Brazil: Coming To Grips With A Troubling Trade Gap

Brazil is learning that when the big boys squabble, sometimes the other guys get hurt. Brazil's currency, the real, has been softly linked to the U.S. dollar since 1994, in a successful effort to rein in inflation. So the real has followed the dollar in its two-year appreciation against other currencies. The result is a severe widening of the trade gap, and rising pressure to slow Brazil's economy.

The dollar was a key topic in the Apr. 26-27 meeting of the Group of Seven finance ministers, who said the dollar's runup has gone far enough. But the dollar will not weaken anytime soon, so the real will also stay high. True, Brazil's government has used inflation differentials to devalue the real gradually against the dollar, but Braslia did not expect the dollar to rise as rapidly as it has. In the year ended in March, the real was up 7% against the German mark and 8.1% vs. the Japanese yen.

As a result, cheap imports are flooding into Brazil, while exports are less price-competitive. Brazil's current account deficit widened to $6.8 billion in the first quarter, double its year-ago level, led by the fall in merchandise trade (chart). Goods exports last quarter rose just 3.6% from a year ago, while imports soared by 27.7%. For all of 1997, the current account deficit is expected to widen to $30 billion, from $24.3 billion in 1996.

BRAZIL: COMING TO GRIPS WITH A TROUBLING TRADE GAP

To narrow the gap, the government said on Mar. 25 that it will restrict import financing except for goods from Brazil's trading group, the Mercosur Bloc. In April, the central bank lowered taxes on fixed-income capital inflows and stopped cutting short-term interest rates.

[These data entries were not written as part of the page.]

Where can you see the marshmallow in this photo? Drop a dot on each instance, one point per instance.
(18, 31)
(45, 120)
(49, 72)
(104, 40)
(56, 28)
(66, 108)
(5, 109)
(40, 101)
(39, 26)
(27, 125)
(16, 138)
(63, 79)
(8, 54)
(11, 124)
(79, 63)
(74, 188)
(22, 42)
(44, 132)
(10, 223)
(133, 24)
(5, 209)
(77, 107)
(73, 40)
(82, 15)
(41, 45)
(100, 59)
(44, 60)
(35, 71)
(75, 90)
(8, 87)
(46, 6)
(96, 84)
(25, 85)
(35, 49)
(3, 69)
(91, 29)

The government hopes these alternative means will stop the trade gap from widening and stem the loss of foreign reserves. Eventually though, the economy, set to grow 3.9% in 1997, will have to be slowed to restrain import growth. That means higher interest rates and other credit restrictions as well as higher joblessness. What's more, a devaluation in the real--considered unlikely a few months ago--now cannot be ruled out.